Amplitude Modulated FMRI regression analysis
—OR—
Analysis of event-related FMRI data when the amplitude of each event's BOLD response might depend on some externally observed data.
Conceptual Introduction:
When carrying out an FMRI experiment, the stimuli/tasks are grouped into classes. Within each class, the FMRI-measurable brain activity is presumed to be the same for each repetition of the task. This crude approximation is necessary since FMRI datasets are themselves crude, with low temporal resolution and a low contrast-to-noise ratio (i.e., the BOLD signal change is not very big). Therefore multiple measurements of the "same" response are needed to build up decent statistics.

In many experiments, with each individual stimulus/task a separate measurement of subject behavior is taken; for example, reaction time, galvanic skin response, emotional valence, pain level perception, et cetera. It is sometimes desirable to incorporate this Amplitude Modulation (AM) information into the FMRI data analysis.
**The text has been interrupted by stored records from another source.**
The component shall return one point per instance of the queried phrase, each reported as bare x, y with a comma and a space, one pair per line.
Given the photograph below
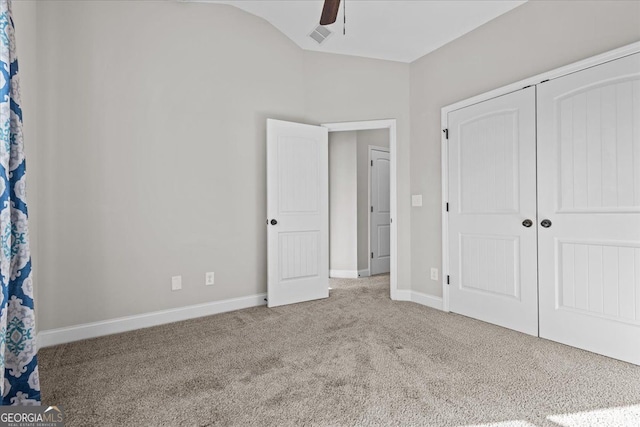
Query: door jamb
389, 124
535, 80
371, 148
Two potential motives for using AM in the FMRI data analysis can be distinguished. The first goal is simply to consider the AM as a nuisance variable that may affect the FMRI activation amplitude in some way, and one wishes to reduce this impact on the results as much as possible. The second goal is to estimate and map quantitatively the effect of the AM on the FMRI activation amplitude.

Binary AM:
If the AM were binary in nature ("on" and "off"), one method of carrying out the analysis would be to split the tasks into two classes, and analyze these stimulus classes separately (i.e., with two -stim_times options). The statistical test for activation ignoring the AM would then be a 2 DOF F-test, which could be carried out in 3dDeconvolve by using a 2 row GLT. The contrast between the two conditions ("on−off") could be carried out with a 1 row GLT. For example:
```
  3dDeconvolve ...                                                    \
      -stim_times 1 regressor_on.1D  'BLOCK(1,1)' -stim_label 1 'On'  \
      -stim_times 2 regressor_off.1D 'BLOCK(1,1)' -stim_label 2 'Off' \
      -gltsym 'SYM: On \ Off' -glt_label 1 'On+Off'                   \
      -gltsym 'SYM: On -Off'  -glt_label 2 'On-Off' ...
```
(A realistic 3dDeconvolve command line would, of course, have more options to specify the input and output filenames, etc.) The above example assumes that each case ("on" and "off") is being analyzed with simple (fixed-shape) regression — short 1-second blocks of activity.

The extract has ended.